During the 1970s, siblings Sid and Marty Krofft produced more cheese than the state of Wisconsin, as they were the creators of such TV kiddie kitsch classics as H.R. Pufnstuf, Sigmund and the Sea Monsters and The Bugaloos. Yet the Saturday morning offering Land of the Lost seems to hold the strongest nostalgic pull for boomers, so it's no wonder we're confronted with this big-screen update. Some major modifications have been made, however: Instead of forest ranger Rick Marshall and his two children accidentally tumbling through a portal that lands them in this alternate prehistoric land, we now have Dr. Rick Marshall (Ferrell), a disgraced scientist, actively studying time-space vortexes in the hopes of being able to visit other eras and places. He gets his wish when he's sucked back into a strange land, with hottie research assistant Holly (Anna Friel) and sarcastic redneck Will (Danny McBride) by his side. There, the three befriend a randy ape-man named Chaka (Jorma Taccone), steer clear of a rampaging dinosaur, and battle an army of lizardmen known as the Sleestak.

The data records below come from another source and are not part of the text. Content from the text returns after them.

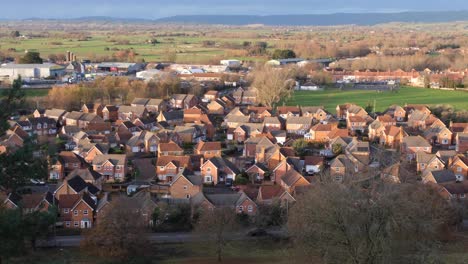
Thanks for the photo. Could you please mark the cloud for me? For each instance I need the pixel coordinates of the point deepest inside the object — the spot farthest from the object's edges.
(161, 8)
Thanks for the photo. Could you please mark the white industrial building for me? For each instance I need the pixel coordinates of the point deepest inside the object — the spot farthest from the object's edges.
(11, 71)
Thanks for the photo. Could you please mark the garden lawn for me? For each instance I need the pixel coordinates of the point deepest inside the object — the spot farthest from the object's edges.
(330, 98)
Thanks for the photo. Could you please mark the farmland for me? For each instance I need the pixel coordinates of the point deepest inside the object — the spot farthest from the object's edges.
(330, 98)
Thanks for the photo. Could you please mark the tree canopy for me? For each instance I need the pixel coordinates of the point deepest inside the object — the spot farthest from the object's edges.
(283, 54)
(31, 57)
(385, 223)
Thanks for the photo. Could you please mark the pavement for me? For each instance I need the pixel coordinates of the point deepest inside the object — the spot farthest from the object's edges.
(174, 237)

Land of the Lost works best when it plays up both the campy nature of the original enterprise and the quirkiness seemingly inspired by ad-libbing between its male stars. That one drug-addled sequence would feel more at home in an old Cheech & Chong flick points out that director Brad Silberling and company have no intention of keeping it all within the confines of a typical summer film for the whole family (indeed, the PG-13 rating gets quite the workout at various junctures).

The picture is at its absolute worst when it hands Ferrell the entire spotlight and allows him to do his standard shtick, as in an excruciating sequence whose (predictable) punchline is that the actor's character will drench himself in dino-piss and even take a swig for good measure. Moments such as these threaten to envelop the entire picture with a stench that's impossible to shake. Then suddenly, we're back in the land of the surreal, and the welcome eccentricity cuts through the mundanity like a knife through Brie.